Chunkfs is a set of techniques for compartmentalizing file system metadata such that small pieces can be checked and repaired. A prototype is available as a concrete example of what this would look like.

e2fsck IO parallelization

I implemented parallel readahead of metadata in e2fsck using a pretty hysterical combination of fadvise(), read(), and blindfolded buffer cache manipulation. It gets about 50% improvement in elapsed time on a RAID5. Current e2fsck readahead patch.

Relative atime

My friend Akkana followed my advice to use the noatime mount option to cut down on writes to her file system, but then mutt couldn't tell which mailboxes had been read since they were last modified. So I wrote the relative lazy atime patch, which only updates the atime if the old atime was older than the ctime or mtime. It turns out this is terribly useful for distributed/clustered file systems as well, since metadata writes are generally very expensive and the alternative is either no atime, or some kind of annoying tunable atime quantum. Currently in -mm, rewritten by Andrew Morton to be slightly less turgidly dense. Now with accompanying patch for the mount utility (although you can still just use the test program to test it if you don't want to download and recompile util-linux).

Relative atime kernel patch against 2.6.18-rc4

Relative atime userspace patch against util-linux 2.13-pre7

Test script to test relatime

Bare bones mount program to remount with either relatime or lazyatime (depending on kernel patch)

Older lazy atime patch, which updates the atime in memory but doesn't bother writing it to disk. The major problem with this is that atime can go backwards if an inode is evicted from memory.

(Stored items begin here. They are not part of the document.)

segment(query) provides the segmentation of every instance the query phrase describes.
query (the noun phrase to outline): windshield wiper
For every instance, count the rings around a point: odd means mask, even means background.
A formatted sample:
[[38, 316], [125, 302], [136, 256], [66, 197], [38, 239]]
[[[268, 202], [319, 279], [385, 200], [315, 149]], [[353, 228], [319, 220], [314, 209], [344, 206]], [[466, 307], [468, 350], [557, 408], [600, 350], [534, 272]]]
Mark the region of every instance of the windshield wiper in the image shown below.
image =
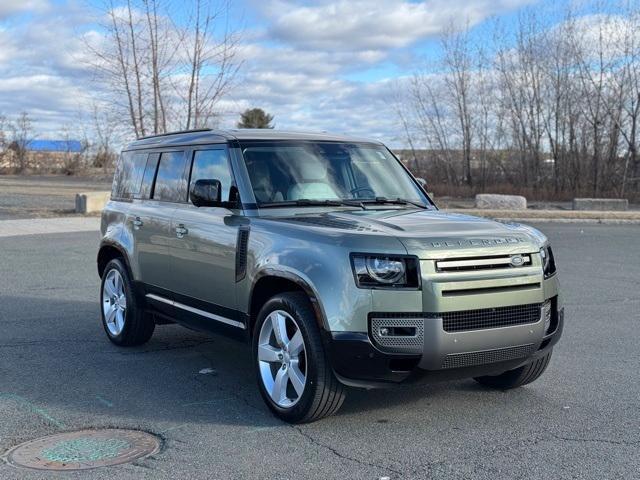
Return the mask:
[[413, 205], [418, 208], [428, 209], [426, 205], [423, 205], [412, 200], [406, 200], [404, 198], [354, 198], [354, 199], [342, 199], [342, 200], [311, 200], [309, 198], [301, 198], [298, 200], [283, 200], [281, 202], [264, 202], [258, 206], [260, 208], [277, 208], [277, 207], [358, 207], [363, 210], [366, 209], [365, 205]]
[[413, 205], [414, 207], [422, 208], [428, 210], [429, 207], [423, 205], [419, 202], [414, 202], [413, 200], [407, 200], [406, 198], [387, 198], [387, 197], [376, 197], [376, 198], [366, 198], [362, 200], [358, 200], [363, 204], [373, 204], [373, 205]]
[[260, 203], [258, 207], [340, 207], [341, 205], [342, 202], [340, 200], [310, 200], [301, 198], [299, 200], [283, 200], [281, 202], [264, 202]]

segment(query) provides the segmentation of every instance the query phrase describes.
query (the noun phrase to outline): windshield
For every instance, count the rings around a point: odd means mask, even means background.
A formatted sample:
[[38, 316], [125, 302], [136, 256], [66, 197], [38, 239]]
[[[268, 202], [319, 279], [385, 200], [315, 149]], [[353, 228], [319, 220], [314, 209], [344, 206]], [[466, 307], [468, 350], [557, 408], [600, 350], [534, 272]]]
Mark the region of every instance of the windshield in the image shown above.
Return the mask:
[[382, 145], [334, 142], [245, 142], [244, 161], [258, 206], [431, 203]]

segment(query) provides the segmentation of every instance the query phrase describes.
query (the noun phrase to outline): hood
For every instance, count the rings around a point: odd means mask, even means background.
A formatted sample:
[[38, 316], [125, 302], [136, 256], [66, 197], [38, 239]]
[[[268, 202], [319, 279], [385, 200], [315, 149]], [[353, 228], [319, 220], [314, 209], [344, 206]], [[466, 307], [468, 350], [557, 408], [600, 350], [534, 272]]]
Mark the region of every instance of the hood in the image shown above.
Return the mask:
[[342, 210], [271, 218], [283, 222], [396, 237], [420, 258], [534, 253], [546, 241], [536, 229], [517, 223], [437, 210]]

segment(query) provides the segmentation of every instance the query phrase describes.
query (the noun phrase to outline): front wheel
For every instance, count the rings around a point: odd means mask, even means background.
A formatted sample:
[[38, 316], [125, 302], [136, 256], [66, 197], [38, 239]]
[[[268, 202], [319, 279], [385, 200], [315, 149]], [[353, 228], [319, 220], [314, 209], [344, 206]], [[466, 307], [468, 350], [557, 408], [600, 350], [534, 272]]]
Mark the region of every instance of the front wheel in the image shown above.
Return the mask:
[[482, 385], [499, 390], [518, 388], [537, 380], [549, 366], [551, 353], [513, 370], [508, 370], [500, 375], [486, 375], [476, 377], [474, 380]]
[[282, 420], [313, 422], [342, 405], [344, 387], [329, 365], [315, 314], [303, 293], [277, 295], [262, 307], [253, 354], [262, 398]]

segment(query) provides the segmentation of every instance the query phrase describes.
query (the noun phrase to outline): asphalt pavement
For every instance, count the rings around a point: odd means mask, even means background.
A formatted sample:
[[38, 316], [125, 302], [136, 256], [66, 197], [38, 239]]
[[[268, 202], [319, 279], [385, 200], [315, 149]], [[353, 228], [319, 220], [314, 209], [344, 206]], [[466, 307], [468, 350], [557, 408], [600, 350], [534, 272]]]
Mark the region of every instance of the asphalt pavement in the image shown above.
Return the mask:
[[640, 478], [640, 227], [537, 225], [566, 302], [547, 372], [509, 392], [472, 380], [350, 390], [289, 426], [262, 403], [246, 347], [161, 326], [136, 348], [99, 320], [94, 232], [0, 238], [0, 456], [66, 430], [159, 435], [133, 464], [0, 479]]

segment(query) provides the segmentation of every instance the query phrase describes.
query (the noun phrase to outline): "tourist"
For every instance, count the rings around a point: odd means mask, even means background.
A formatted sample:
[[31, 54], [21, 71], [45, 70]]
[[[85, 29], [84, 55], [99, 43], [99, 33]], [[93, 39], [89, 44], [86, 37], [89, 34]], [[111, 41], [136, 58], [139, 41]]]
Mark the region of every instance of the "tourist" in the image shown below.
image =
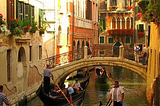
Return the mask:
[[11, 103], [7, 99], [7, 96], [2, 92], [3, 92], [3, 85], [0, 85], [0, 106], [3, 106], [3, 103], [5, 103], [8, 106], [11, 106]]
[[74, 89], [72, 88], [71, 84], [69, 83], [68, 84], [68, 94], [69, 94], [69, 97], [70, 97], [70, 103], [72, 103], [72, 94], [74, 93]]
[[72, 87], [73, 87], [73, 89], [75, 89], [77, 91], [77, 93], [79, 92], [79, 90], [83, 90], [80, 83], [78, 82], [78, 79], [75, 80]]
[[109, 100], [112, 99], [113, 106], [122, 106], [124, 99], [124, 91], [121, 87], [119, 87], [119, 82], [114, 82], [114, 88], [111, 89]]
[[[47, 68], [44, 69], [44, 92], [49, 94], [50, 89], [50, 77], [53, 80], [53, 74], [50, 68], [50, 65], [47, 64]], [[53, 80], [54, 81], [54, 80]]]
[[[65, 84], [62, 85], [62, 88], [60, 88], [57, 93], [59, 93], [60, 95], [58, 95], [58, 97], [64, 97], [67, 96], [67, 89], [65, 88]], [[63, 93], [63, 94], [62, 94]]]
[[143, 65], [147, 64], [146, 57], [147, 57], [147, 53], [146, 53], [146, 51], [143, 51], [142, 52], [142, 63], [143, 63]]
[[72, 88], [71, 84], [68, 84], [68, 94], [72, 95], [74, 93], [74, 89]]
[[140, 53], [140, 47], [139, 47], [139, 45], [136, 45], [134, 51], [135, 51], [135, 61], [139, 63], [139, 53]]

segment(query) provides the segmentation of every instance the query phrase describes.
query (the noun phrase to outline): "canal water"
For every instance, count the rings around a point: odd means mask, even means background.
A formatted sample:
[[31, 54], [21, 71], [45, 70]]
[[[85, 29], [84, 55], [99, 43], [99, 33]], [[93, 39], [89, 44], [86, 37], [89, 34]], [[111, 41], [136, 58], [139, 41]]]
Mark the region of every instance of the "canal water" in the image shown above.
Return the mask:
[[[118, 80], [119, 85], [125, 91], [125, 101], [127, 106], [149, 106], [146, 100], [146, 82], [138, 74], [121, 67], [104, 67], [110, 74], [112, 81]], [[81, 80], [81, 78], [79, 78]], [[105, 81], [104, 81], [105, 80]], [[69, 80], [66, 82], [73, 82]], [[91, 72], [90, 82], [86, 89], [83, 106], [99, 106], [102, 101], [103, 106], [108, 101], [109, 91], [113, 87], [112, 82], [107, 79], [100, 79], [96, 72]], [[44, 106], [38, 97], [32, 99], [26, 106]]]

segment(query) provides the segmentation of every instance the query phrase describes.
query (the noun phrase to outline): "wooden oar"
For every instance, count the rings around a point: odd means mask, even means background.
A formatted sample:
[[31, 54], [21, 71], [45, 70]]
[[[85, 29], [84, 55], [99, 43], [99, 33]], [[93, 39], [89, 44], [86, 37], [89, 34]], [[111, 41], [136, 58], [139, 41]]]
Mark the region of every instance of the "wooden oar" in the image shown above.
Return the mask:
[[110, 106], [111, 103], [112, 103], [112, 100], [109, 100], [109, 101], [107, 102], [106, 106]]
[[58, 89], [61, 91], [61, 93], [62, 93], [62, 95], [65, 97], [65, 99], [67, 100], [67, 102], [69, 103], [69, 104], [71, 104], [70, 103], [70, 101], [68, 100], [68, 98], [66, 97], [66, 95], [64, 94], [64, 92], [61, 90], [61, 88], [59, 87], [59, 85], [57, 84], [57, 83], [55, 83], [56, 84], [56, 86], [58, 87]]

Lazy atime patch against 2.6.18-rc3

malloc() tuning

The default malloc() threshold for allocating using mmap() versus brk() is designed for 32-bit systems with 2001 memory capacity, and winds up doing too many allocations using mmap(). This is especially harmful when the application is doing an alloc/write/free cycle, as the memory has to be cleared unnecessarily in between each free and alloc. Arjan van de Ven and I wrote a patch to glibc that dynamically adjusts the threshold based on the size of free()'s.

Update: Merged as of August 24, 2006 (with some additional tweaks).

Dynamic mmap threshold patch

ebizzy workload generator

I needed a workload that represented a class of applications fairly common in web application servers (think search and indexing services). Basically, a lot of threads are all doing the same kind of thing to a big (many GB's) chunk of memory: pick some chunk of memory, make a copy, look up some record in it using binary search, free that memory again. Microbenchmarks don't cut it, because the performance issues only kick in when everything is combined. ebizzy tries to replicate this for system tuning purposes. Licensed under the GPL.

The source is now hosted on Sourceforge.

OLD 0.1 release

Ext2 fsck reduction project

These patches are intended to reduce the average time spent on fscking ext2 file systems. For more info, see the paper (draft).

Latest patch for fswide dirty bit

Port of ext3 reservations to ext2 Martin Bligh and Andrew Morton cleaned this up and it's floating around in one of Andrew's trees somewhere; ask for it.